In a move that some scientists say raises serious ethical questions, researchers have for the first time embryos that are a hybrid of human and monkey cells.
Juan Carlos Izpisua Belmonte, a professor in the Gene Expression Laboratories at the Salk Institute for Biological Studies in La Jolla, California, says that the research could one day slash waiting lists of organ transplants.
"The demand for that is much higher than the supply," he says.
Writing the scientific journal Cell, he describes how his team injected 25 iPS, or induced pluripotent stem cells, from humans into a number of macaque monkey embryos.
Over 100 of the embryos remained viable, enabling the scientists to study how the different types of cells interacted.
"Our goal is not to generate any new organism, any monster," Belmonte stressed.
"And we are not doing anything like that. We are trying to understand how cells from different organisms communicate with one another.
"This knowledge will allow us to go back now and try to re-engineer these pathways that are successful for allowing appropriate development of human cells in these other animals," he added.
"We are very, very excited."
However, Professor Julian Savulescu, a director of the Oxford Uehiro Centre for Practical Ethics and co-director of the Wellcome Centre for Ethics and Humanities, University of Oxford, told Irish News that the research "opens Pandora’s box to human-nonhuman chimaeras".

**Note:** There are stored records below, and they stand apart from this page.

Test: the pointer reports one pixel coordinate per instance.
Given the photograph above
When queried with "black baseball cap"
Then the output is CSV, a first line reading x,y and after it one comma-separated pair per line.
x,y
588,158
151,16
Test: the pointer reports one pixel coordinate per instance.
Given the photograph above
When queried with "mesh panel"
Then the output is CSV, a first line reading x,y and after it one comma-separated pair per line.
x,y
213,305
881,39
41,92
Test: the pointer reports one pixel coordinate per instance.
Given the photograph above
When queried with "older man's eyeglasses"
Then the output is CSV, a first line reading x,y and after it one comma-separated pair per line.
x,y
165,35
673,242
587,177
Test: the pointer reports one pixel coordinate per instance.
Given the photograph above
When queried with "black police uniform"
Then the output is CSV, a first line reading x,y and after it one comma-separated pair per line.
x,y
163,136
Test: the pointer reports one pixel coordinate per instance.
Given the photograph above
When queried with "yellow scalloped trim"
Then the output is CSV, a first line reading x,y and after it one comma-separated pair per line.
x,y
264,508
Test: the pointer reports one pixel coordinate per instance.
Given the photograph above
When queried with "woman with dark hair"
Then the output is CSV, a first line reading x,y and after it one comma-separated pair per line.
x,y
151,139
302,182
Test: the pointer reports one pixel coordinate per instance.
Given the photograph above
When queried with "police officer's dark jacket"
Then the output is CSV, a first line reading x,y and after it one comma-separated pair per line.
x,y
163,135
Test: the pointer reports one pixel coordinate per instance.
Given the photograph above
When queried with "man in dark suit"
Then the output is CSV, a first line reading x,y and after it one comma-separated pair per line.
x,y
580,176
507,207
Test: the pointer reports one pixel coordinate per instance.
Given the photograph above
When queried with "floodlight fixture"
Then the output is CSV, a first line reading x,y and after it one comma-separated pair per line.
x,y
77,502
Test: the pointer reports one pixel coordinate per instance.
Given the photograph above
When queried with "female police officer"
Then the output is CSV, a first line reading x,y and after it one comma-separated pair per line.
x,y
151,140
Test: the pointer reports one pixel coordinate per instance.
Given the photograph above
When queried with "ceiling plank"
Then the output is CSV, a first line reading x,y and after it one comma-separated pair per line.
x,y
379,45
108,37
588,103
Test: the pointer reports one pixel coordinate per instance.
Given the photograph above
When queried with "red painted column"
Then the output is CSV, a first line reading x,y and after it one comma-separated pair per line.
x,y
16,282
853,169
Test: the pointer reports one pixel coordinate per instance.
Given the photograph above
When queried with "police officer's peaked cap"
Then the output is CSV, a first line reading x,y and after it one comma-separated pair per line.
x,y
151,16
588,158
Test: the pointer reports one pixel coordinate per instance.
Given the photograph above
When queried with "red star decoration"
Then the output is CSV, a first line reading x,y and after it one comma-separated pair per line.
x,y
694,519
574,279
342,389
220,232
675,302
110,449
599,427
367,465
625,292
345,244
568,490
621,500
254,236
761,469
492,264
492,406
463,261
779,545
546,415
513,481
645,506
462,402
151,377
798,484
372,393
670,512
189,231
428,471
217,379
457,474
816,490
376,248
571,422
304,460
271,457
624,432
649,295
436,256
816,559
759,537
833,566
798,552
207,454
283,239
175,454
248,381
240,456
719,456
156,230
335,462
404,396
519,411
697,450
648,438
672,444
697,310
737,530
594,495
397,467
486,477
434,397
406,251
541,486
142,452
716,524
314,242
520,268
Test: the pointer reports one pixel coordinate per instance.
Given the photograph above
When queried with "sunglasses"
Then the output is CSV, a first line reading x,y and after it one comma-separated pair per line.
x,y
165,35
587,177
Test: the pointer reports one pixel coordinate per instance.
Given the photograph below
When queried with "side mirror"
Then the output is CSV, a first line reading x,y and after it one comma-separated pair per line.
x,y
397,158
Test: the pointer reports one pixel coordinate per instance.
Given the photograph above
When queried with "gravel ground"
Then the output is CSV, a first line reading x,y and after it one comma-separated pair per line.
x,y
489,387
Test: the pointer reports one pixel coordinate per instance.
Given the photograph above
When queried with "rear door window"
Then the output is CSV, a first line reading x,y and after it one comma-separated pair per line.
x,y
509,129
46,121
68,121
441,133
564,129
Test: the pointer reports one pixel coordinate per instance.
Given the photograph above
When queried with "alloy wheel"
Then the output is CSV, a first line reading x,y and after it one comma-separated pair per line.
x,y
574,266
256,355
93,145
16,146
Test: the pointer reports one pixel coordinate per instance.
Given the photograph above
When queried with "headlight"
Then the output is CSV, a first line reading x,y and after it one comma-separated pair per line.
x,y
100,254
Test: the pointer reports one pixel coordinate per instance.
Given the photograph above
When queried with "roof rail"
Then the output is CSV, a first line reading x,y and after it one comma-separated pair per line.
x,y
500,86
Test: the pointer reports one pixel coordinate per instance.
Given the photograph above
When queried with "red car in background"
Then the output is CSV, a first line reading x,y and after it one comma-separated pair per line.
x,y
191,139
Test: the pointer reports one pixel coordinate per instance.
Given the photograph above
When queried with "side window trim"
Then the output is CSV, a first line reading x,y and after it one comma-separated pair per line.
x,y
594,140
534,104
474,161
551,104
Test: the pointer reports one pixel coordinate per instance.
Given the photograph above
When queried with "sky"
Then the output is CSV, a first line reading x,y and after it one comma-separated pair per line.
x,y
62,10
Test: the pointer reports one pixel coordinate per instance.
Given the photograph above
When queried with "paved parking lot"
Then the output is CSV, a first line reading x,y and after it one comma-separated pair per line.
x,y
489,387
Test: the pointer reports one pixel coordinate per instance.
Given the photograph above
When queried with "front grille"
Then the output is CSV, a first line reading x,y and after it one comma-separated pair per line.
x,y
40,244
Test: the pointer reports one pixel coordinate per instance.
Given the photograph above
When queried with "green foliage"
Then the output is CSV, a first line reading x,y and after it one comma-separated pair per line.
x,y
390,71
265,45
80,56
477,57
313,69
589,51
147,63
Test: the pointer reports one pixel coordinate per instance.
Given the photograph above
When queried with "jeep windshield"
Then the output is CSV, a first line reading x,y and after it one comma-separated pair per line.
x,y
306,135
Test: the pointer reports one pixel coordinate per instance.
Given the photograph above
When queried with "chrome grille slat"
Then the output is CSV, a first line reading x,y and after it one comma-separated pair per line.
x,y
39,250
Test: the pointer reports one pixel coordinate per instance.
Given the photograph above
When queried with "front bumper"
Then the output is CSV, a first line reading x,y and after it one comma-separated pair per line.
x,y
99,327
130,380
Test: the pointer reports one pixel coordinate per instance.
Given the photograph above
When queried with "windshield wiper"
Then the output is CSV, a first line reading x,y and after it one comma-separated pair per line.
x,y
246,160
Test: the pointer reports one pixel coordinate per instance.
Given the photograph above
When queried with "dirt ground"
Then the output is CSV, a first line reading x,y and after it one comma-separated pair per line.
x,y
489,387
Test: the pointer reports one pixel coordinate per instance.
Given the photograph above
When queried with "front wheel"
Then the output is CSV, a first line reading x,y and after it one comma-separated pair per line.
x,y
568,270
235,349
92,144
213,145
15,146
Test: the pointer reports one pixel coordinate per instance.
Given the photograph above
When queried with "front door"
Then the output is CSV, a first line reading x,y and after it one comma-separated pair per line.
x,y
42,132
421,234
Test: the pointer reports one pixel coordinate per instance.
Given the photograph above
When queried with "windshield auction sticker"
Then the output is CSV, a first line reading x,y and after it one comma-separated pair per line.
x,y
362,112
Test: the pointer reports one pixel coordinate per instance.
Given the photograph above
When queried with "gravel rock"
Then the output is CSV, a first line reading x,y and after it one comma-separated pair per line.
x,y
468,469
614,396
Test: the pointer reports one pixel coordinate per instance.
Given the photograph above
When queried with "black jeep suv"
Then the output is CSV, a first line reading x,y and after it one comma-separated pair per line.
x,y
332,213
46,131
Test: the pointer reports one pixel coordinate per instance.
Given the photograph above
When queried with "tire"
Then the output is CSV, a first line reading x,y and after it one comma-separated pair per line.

Chimaeras are creatures that retain the properties of two distinct species. In May last year, researchers deliberately created a human-mouse chimaera in order to study deep questions about disease and ageing.
Another team, working in China, has engineered embryos that were pig-monkey hybrids.
But work of this kind raises serious ethical questions. Kirstin Matthews, a fellow for science and technology at Rice University's Baker Institute, says the work blurs the line between what is and isn't human.
Speaking to NPR, Professor Matthews said: "Should it be regulated as human because it has a significant proportion of human cells in it? Or should it be regulated just as an animal? Or something else?
"At what point are you taking something and using it for organs, when it actually is starting to think and have logic?"
She added: "I think the public is going to be concerned, and I am as well, that we're just kind of pushing forward with science without having a proper conversation about what we should or should not do."